MoHAVE: Mixture of Hierarchical Audio-Visual Experts for Robust Speech Recognition
Sungnyun Kim, Kangwook Jang, Sangmin Bae, Sungwoo Cho, Se-Young Yun
TL;DR
MoHAVE introduces a sparse, modality-aware Mixture of Hierarchical Audio-Visual Experts to address scalability in AVSR. By using a two-layer hierarchical gating mechanism with an inter-modal router and intra-modal routing, MoHAVE dynamically allocates computation to audio or visual expert groups based on input context, guided by a group-load biasing loss. The approach yields state-of-the-art robustness on noisy AVSR benchmarks (e.g., LRS3 with various noise types and SNRs) and strong multilingual performance on MuAViC, while keeping computational costs comparable to smaller AVSR models. This framework demonstrates scalable AVSR that effectively leverages both modalities under adverse conditions, with practical impact for real-world, noisy, and multilingual speech recognition tasks.
Abstract
Audio-visual speech recognition (AVSR) has become critical for enhancing speech recognition in noisy environments by integrating both auditory and visual modalities. However, existing AVSR systems struggle to scale up without compromising computational efficiency. In this study, we introduce MoHAVE (Mixture of Hierarchical Audio-Visual Experts), a novel robust AVSR framework designed to address these scalability constraints. By leveraging a Mixture-of-Experts (MoE) architecture, MoHAVE activates modality-specific expert groups, ensuring dynamic adaptation to various audio-visual inputs with minimal computational overhead.

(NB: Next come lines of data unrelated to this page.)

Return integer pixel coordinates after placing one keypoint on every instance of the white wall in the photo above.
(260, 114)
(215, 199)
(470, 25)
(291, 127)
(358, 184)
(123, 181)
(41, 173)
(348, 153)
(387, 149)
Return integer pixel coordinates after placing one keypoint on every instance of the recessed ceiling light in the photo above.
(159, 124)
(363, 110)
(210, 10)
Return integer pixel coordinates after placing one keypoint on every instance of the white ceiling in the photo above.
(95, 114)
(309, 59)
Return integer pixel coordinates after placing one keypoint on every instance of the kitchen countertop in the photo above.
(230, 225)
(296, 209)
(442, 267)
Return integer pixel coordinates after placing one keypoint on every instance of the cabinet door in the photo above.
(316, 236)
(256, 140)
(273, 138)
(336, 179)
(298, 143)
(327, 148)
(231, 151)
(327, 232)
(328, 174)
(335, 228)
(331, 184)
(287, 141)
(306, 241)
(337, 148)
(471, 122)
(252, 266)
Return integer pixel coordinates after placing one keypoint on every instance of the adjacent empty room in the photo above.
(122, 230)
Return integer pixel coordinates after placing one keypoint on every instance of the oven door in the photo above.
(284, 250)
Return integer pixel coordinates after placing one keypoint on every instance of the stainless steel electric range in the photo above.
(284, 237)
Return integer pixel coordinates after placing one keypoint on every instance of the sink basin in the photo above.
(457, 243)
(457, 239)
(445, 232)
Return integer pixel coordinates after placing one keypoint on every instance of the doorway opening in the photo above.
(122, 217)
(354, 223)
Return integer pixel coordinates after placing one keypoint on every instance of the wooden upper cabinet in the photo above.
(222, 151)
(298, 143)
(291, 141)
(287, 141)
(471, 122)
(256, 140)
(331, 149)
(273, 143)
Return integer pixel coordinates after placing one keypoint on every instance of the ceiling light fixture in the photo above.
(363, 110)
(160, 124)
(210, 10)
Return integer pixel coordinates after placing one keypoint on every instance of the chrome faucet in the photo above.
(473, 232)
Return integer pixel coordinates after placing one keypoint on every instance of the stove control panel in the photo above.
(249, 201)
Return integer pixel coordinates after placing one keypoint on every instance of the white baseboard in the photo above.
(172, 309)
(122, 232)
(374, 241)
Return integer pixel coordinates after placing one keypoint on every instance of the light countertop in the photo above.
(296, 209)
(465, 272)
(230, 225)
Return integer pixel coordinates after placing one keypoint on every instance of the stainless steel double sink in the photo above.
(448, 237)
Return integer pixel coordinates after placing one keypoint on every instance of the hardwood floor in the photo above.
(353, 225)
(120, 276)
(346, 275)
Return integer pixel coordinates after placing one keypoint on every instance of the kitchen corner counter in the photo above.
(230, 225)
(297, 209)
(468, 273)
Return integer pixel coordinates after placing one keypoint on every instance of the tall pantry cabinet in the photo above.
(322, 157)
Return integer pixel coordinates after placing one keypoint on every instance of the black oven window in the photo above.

Key contributions of MoHAVE include: (1) a sparse MoE framework that efficiently scales AVSR model capacity, (2) a hierarchical gating mechanism that dynamically utilizes the expert groups based on input context, enhancing adaptability and robustness, and (3) remarkable performance across robust AVSR benchmarks, including LRS3 and MuAViC transcription and translation tasks, setting a new standard for scalable speech recognition systems.